Alors qu’on évalue à 199 000 le nombre des victimes civiles du régime de Bachar al-Assad, ce dernier peut compter en France sur de fidèles relais qui le présentent comme le sauveur des chrétiens d’Orient.

« Charlotte d’Ornellas, vous étiez en Syrie il y a quelques jours, pas exactement dans la zone des combats, vous étiez à Alep, la situation est très grave sur place », introduit Laurence Ferrari, l’animatrice du talk-show « Punchline » sur CNews le 10 octobre dernier. Et l’éditorialiste BCBG omnisciente qui squatte les plateaux télé de prendre un ton expert pour évoquer l’offensive turque en Syrie.

Mais que faisait-elle donc en Syrie ? On pourrait s’imaginer que l’honneur journalistique de Charlotte d’Ornellas lui intime d’enquêter sur une population à l’agonie après huit ans de conflit, ou d’interviewer des familles de personnes disparues dans les geôles du régime. Ben non, la journaliste a servi de guide pour un « voyage culturel en Syrie », coorganisé par le voyagiste Odeia et Valeurs actuelles.

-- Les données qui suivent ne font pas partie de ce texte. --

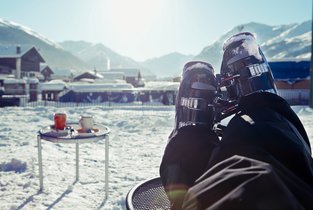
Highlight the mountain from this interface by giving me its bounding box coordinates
[0,19,90,72]
[60,41,153,76]
[141,52,194,77]
[194,20,311,72]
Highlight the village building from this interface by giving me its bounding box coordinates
[40,64,54,82]
[0,46,45,106]
[110,68,145,87]
[73,70,103,82]
[0,46,45,79]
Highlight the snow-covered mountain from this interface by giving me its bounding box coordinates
[0,18,311,77]
[194,20,311,72]
[141,52,194,77]
[60,41,153,75]
[0,19,90,71]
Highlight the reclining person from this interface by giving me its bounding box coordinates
[160,32,313,210]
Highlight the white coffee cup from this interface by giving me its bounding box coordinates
[79,116,94,130]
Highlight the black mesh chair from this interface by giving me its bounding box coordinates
[126,177,170,210]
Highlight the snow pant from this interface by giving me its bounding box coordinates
[160,93,313,210]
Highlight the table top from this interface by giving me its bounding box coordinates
[38,123,110,143]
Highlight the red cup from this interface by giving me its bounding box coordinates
[53,113,66,130]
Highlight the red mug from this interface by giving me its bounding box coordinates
[53,113,66,130]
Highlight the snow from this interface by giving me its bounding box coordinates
[0,106,313,210]
[0,18,63,49]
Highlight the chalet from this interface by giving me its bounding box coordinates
[0,46,45,79]
[269,60,310,105]
[110,68,144,87]
[51,68,74,82]
[73,71,103,81]
[40,64,54,81]
[40,80,68,101]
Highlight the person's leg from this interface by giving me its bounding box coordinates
[160,61,219,209]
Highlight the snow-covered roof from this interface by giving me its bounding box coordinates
[69,82,134,92]
[0,45,34,58]
[137,81,180,91]
[269,60,310,83]
[3,78,26,84]
[53,68,72,76]
[110,68,140,77]
[40,80,67,91]
[27,77,39,84]
[75,71,103,79]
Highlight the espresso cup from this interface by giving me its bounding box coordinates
[79,116,94,130]
[53,112,66,130]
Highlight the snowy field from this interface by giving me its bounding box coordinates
[0,106,313,210]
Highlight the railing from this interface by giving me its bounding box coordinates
[25,101,174,109]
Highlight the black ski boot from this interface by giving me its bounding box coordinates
[176,61,217,130]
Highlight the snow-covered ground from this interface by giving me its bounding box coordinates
[0,106,313,210]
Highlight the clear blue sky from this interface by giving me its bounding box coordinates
[0,0,312,61]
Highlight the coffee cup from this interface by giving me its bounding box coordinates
[53,112,66,130]
[79,116,94,131]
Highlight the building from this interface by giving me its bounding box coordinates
[40,64,54,81]
[110,68,145,87]
[73,70,103,81]
[0,46,45,79]
[0,46,45,106]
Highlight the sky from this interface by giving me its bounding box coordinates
[0,0,312,61]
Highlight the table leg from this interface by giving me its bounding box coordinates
[76,143,79,182]
[37,135,43,192]
[105,135,109,199]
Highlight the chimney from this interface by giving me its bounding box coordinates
[16,45,21,54]
[107,56,111,71]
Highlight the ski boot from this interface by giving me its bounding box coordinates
[175,61,217,130]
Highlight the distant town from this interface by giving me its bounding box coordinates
[0,45,310,107]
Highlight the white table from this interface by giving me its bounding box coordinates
[37,123,110,199]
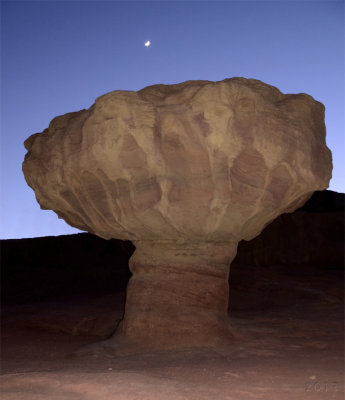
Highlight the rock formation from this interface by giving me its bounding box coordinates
[23,78,332,354]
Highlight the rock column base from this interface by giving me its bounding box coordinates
[110,242,237,349]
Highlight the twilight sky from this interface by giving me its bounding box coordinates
[0,0,345,239]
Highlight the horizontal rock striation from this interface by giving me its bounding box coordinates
[23,78,332,242]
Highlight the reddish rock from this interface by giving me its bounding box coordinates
[23,78,332,354]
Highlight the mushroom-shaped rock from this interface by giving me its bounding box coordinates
[23,78,332,354]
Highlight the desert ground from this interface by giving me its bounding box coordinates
[1,265,344,400]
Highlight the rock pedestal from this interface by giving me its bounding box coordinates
[115,242,237,348]
[23,78,332,354]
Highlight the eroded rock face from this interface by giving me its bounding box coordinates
[23,78,332,354]
[23,78,332,242]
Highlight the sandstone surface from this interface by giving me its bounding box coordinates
[23,78,332,354]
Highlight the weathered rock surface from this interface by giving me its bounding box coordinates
[23,78,331,242]
[23,78,332,347]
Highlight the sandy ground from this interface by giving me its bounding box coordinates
[1,268,344,400]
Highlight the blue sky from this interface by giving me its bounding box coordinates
[0,0,345,239]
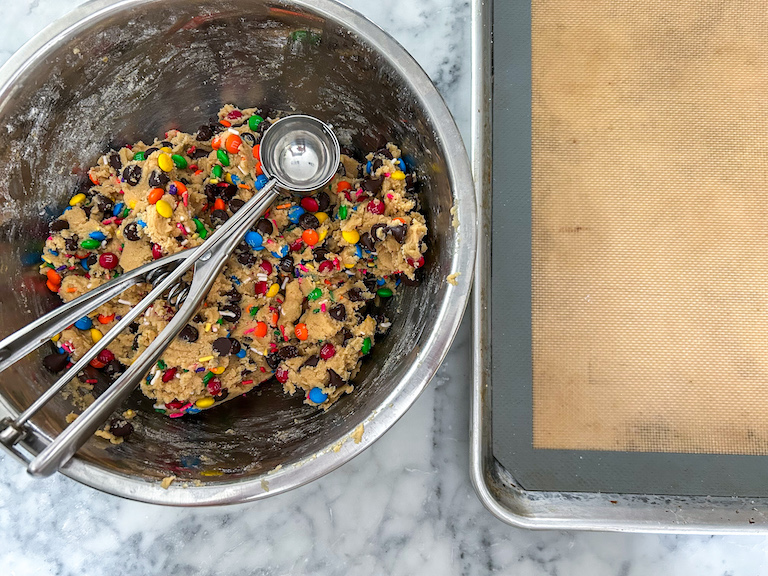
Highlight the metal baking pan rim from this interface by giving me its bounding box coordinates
[470,0,768,534]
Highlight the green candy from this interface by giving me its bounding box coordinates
[80,238,101,250]
[171,154,187,168]
[248,114,264,132]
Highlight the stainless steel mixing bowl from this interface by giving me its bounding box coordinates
[0,0,475,505]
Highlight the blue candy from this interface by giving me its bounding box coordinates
[288,206,305,224]
[309,387,328,404]
[253,174,269,190]
[75,316,93,330]
[245,230,264,250]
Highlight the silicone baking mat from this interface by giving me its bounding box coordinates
[492,0,768,495]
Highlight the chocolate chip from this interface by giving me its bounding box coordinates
[360,232,376,252]
[299,212,320,230]
[212,338,232,356]
[237,252,256,266]
[195,124,213,142]
[147,170,171,188]
[387,224,408,244]
[123,164,142,186]
[64,234,80,253]
[362,176,384,194]
[43,353,69,374]
[211,210,229,226]
[123,222,141,242]
[277,254,293,274]
[267,352,280,370]
[312,248,328,262]
[371,223,387,242]
[328,368,346,388]
[109,418,133,438]
[256,218,272,236]
[277,345,299,360]
[317,192,331,212]
[50,220,69,232]
[328,304,347,322]
[179,324,200,342]
[104,360,125,378]
[219,304,243,323]
[107,152,123,170]
[94,194,115,214]
[347,286,365,302]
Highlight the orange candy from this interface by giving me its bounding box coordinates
[253,322,267,338]
[147,188,165,204]
[45,268,61,292]
[224,134,243,154]
[301,229,320,246]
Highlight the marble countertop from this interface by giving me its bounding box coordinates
[0,0,768,576]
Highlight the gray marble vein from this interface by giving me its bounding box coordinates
[0,0,768,576]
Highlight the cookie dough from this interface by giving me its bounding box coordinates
[41,105,427,417]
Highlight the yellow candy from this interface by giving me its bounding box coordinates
[69,192,85,206]
[341,230,360,244]
[155,200,173,218]
[157,152,173,172]
[195,398,216,408]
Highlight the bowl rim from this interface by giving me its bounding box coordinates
[0,0,477,506]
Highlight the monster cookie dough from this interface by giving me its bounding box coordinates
[41,105,427,416]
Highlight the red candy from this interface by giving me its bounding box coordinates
[96,350,115,364]
[301,197,320,212]
[365,200,387,214]
[208,378,221,396]
[99,252,120,270]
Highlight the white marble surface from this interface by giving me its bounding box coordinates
[0,0,768,576]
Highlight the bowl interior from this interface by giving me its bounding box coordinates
[0,0,455,483]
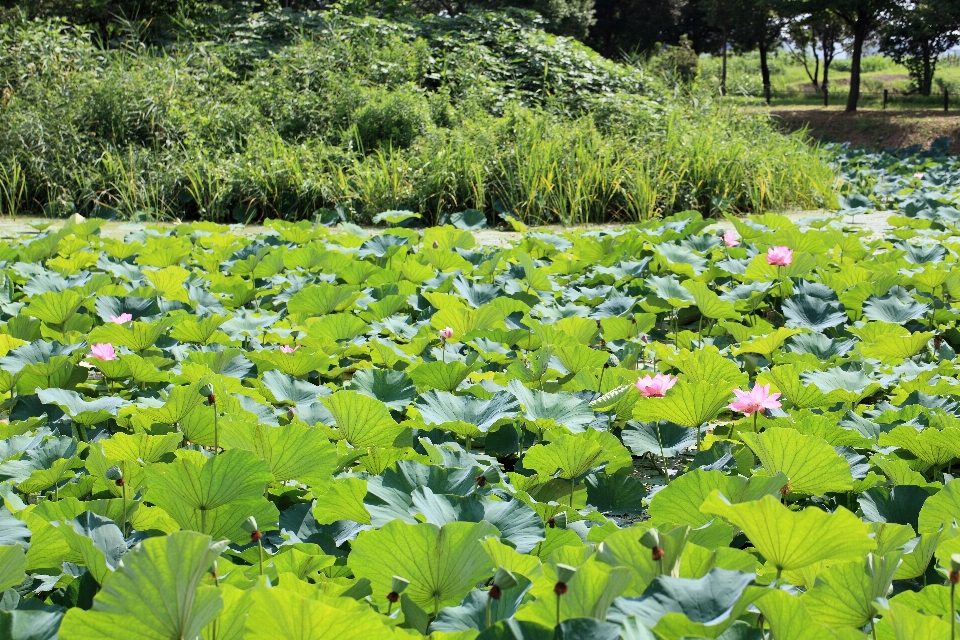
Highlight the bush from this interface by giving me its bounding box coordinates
[0,10,833,224]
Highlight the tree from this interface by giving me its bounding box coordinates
[732,0,786,101]
[699,0,752,95]
[810,0,900,112]
[787,11,847,105]
[880,0,960,96]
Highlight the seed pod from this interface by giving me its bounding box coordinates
[557,563,577,584]
[240,516,257,533]
[640,529,660,549]
[493,567,518,589]
[390,576,410,595]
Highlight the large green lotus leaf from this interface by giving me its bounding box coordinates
[0,544,27,591]
[143,384,207,424]
[347,521,498,615]
[740,427,853,495]
[507,380,594,431]
[514,557,632,624]
[321,391,405,447]
[410,487,544,553]
[146,449,276,533]
[262,369,330,409]
[801,553,900,629]
[622,420,697,458]
[58,511,127,585]
[877,600,953,640]
[917,479,960,533]
[863,289,930,324]
[37,389,126,425]
[430,574,532,633]
[87,318,173,353]
[700,491,877,571]
[523,433,615,480]
[783,294,847,333]
[592,524,690,596]
[584,472,648,516]
[879,424,960,467]
[99,432,183,464]
[650,469,787,529]
[350,369,417,411]
[800,367,880,402]
[287,282,361,318]
[610,569,756,640]
[170,315,229,346]
[633,380,734,428]
[683,280,740,320]
[221,421,337,485]
[23,289,83,326]
[60,531,223,640]
[410,361,474,393]
[243,587,395,640]
[757,363,834,409]
[646,275,694,309]
[861,332,933,361]
[553,338,609,373]
[658,345,746,389]
[430,304,510,341]
[733,327,800,359]
[416,391,520,436]
[754,589,840,640]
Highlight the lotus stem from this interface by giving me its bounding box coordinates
[257,538,263,576]
[656,420,670,484]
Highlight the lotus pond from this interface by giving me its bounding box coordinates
[0,146,960,640]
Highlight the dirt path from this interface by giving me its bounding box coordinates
[769,105,960,153]
[0,211,892,248]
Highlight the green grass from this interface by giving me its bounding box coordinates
[0,6,834,224]
[700,52,960,109]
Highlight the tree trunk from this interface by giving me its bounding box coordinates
[846,16,867,112]
[759,42,770,104]
[720,28,727,96]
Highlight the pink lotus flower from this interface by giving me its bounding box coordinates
[633,373,677,398]
[90,342,117,360]
[767,247,793,267]
[727,384,780,416]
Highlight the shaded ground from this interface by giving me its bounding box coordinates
[0,211,891,247]
[770,109,960,153]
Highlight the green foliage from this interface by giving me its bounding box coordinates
[0,198,960,640]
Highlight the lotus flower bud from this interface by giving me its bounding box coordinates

Au programme de ces « 8 jours exceptionnels » (à partir de 2 245 € par personne) : Damas et sa mosquée des Omeyyades, la citadelle d’Alep, le château fort Qal’at al-Hosn près de Homs et la cité antique de Palmyre. Étonnant circuit quand on sait que toute la Syrie est encore placée par le quai d’Orsay en « zone rouge » : « Un pays dans lequel rien ne garantit la sécurité ni le respect des droits fondamentaux des personnes ». Moins étonnant quand on connaît les liens de l’ex-miss Jeanne d’Arc avec les réseaux pro-Bachar et en premier lieu avec l’association SOS Chrétiens d’Orient, dont elle est membre. Derrière la vitrine humanitaire, cette ONG est un vivier d’ultradroitiers. On peut y croiser Maxime Gaucher, ancien candidat FN aux cantonales de 2009 ; Damien Rieu (ex-identitaire et ex-attaché parlementaire de Gilbert Collard) ; François-Xavier Gicquel (ancien de l’Œuvre française, groupuscule dissous en 2013) ; ou encore le collecteur de dons Tristan Mordrelle, figure de la Nouvelle Droite, plutôt branchée paganisme germanique. Que du beau linge tout blanc !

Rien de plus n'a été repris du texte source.